Chemopreventive effect of Copaifera langsdorffii leaves hydroalcoholic extract on 1,2-dimethylhydrazine-induced DNA damage and preneoplastic lesions in rat colon
© Senedese et al.; licensee BioMed Central Ltd. 2013
Received: 16 August 2012
Accepted: 19 December 2012
Published: 7 January 2013
Natural antioxidants present in common foods and beverages have drawn great attention to cancer prevention due to its health benefits, remarkable lack of toxicity and side effects. Copaifera langsdorffii, known as “copaiba”, “capaiva”, or “pau-de-óleo“, belongs to the Leguminosae family and occurs in fields and grasslands in the northern and northeastern parts of Brazil. Biological studies of Copaifera corroborate its widespread use by the population. This paper describes the effects of C. langsdorffii leaves hydroalcoholic extract on the 1,2-dimethylhydrazine (DMH)-induced DNA damage and aberrant crypt foci (ACF) in the colon of male Wistar rats.
The hydroalcoholic extract of C. langsdorffii was administered to rats by gavage at daily doses of 20, 40 and 80 mg/kg body weight.

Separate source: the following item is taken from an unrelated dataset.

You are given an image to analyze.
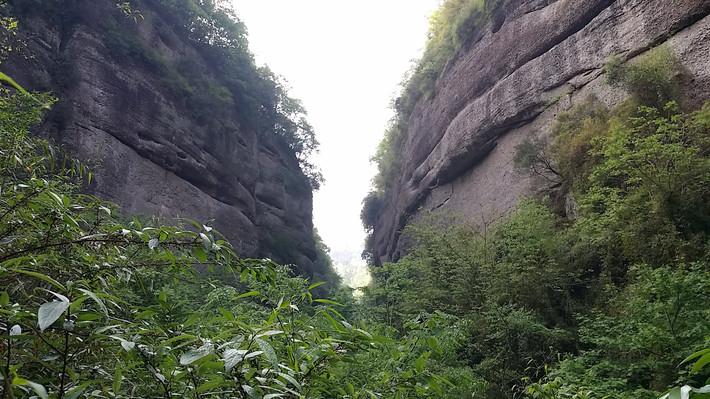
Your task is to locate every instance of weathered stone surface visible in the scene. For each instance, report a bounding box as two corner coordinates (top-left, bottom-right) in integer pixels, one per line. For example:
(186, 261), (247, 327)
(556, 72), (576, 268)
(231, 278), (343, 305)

To evaluate DNA damage by the comet assay, animals received the C. langsdorffii extract for seven days and a single subcutaneous injection (sc) of 1,2-dimethylhydrazine (DMH) at a dose of 40 mg/kg on day 7. Animals were sacrificed 4 h after injection of DMH, to assess DNA damage. For the ACF assay, animals were acclimatized for one week (week 1) and then treated with the C. langsdorffii extract five times a week for four weeks (weeks 2 to 5). The rats received sc injections of DMH (40 mg/kg) on days 2 and 5 of weeks 2 and 3, to induce ACF. Animals were euthanized at week 5; i.e., four weeks after the first DMH treatment.

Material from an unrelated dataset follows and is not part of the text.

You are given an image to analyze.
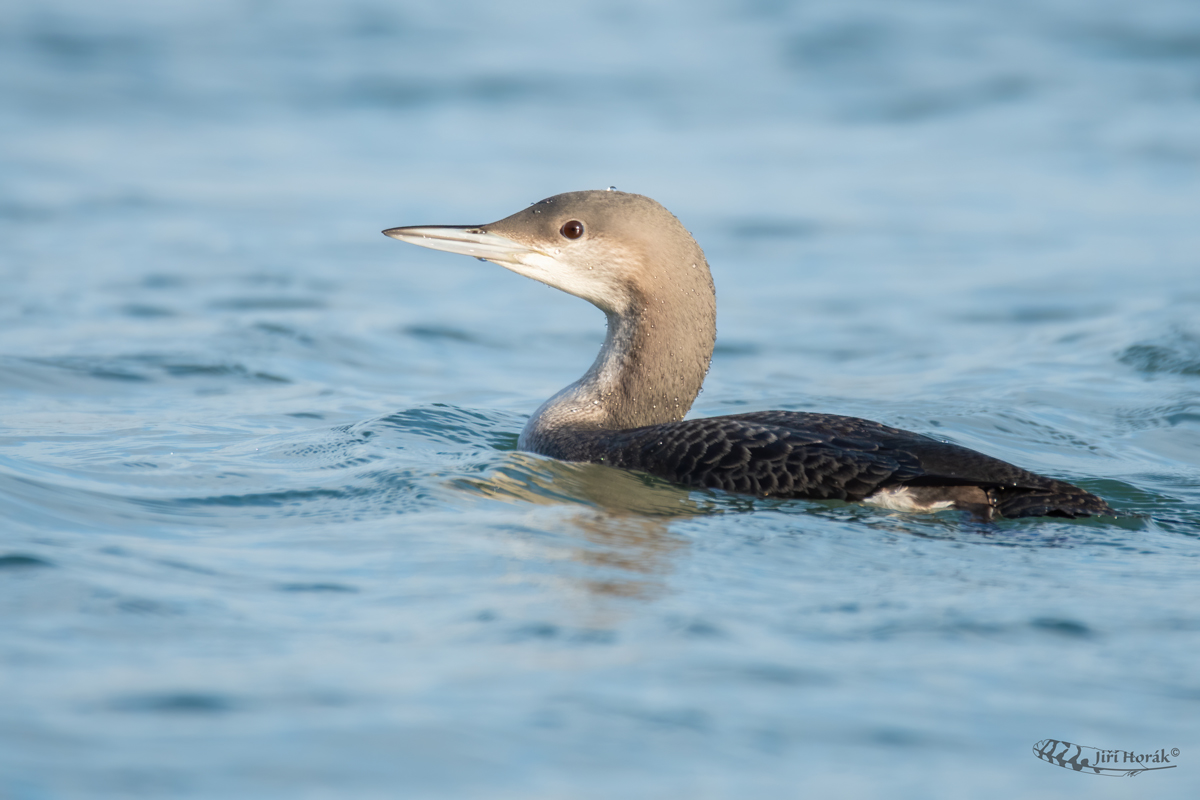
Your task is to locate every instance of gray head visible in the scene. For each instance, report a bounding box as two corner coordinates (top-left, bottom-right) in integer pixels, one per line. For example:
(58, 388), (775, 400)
(384, 191), (716, 438)
(384, 191), (712, 314)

Animals treated with different doses of the C. langsdorffii extract combined with DMH had significantly lower frequency of DNA damage as compared with the positive control (animals treated with DMH only). The percentage of reduction in the frequency of DNA damage ranged from 14.30% to 38.8%. The groups treated with 40 and 80 mg/kg C. langsdorffii extract during and after DMH treatment presented significantly lower numbers of ACF and aberrant crypts compared with the control.

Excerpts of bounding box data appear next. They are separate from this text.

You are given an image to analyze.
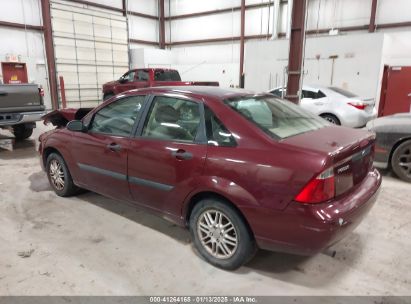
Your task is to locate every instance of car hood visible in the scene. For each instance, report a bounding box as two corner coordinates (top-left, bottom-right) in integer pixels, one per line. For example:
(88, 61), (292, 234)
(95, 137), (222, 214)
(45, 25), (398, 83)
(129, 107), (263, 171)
(366, 113), (411, 133)
(42, 108), (93, 127)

The C. langsdorffii extract significantly reduced the extent of DNA damage and ACF induced by DMH, suggesting that the extract has a protective effect against colon carcinogenesis.
KeywordsCopaifera langsdorffii Comet assay Aberrant crypt foci.
Colorectal cancer is a major cause of death; its incidence is increasing worldwide . Genetic susceptibility and diet determine cancer risk and tumor behavior . Experimental studies have suggested that plant food components can suppress cancer development through a variety of different mechanisms . Chemoprevention is defined by the use of natural, synthetic, biological, or chemical agents that can reverse, suppress, or prevent carcinogenesis .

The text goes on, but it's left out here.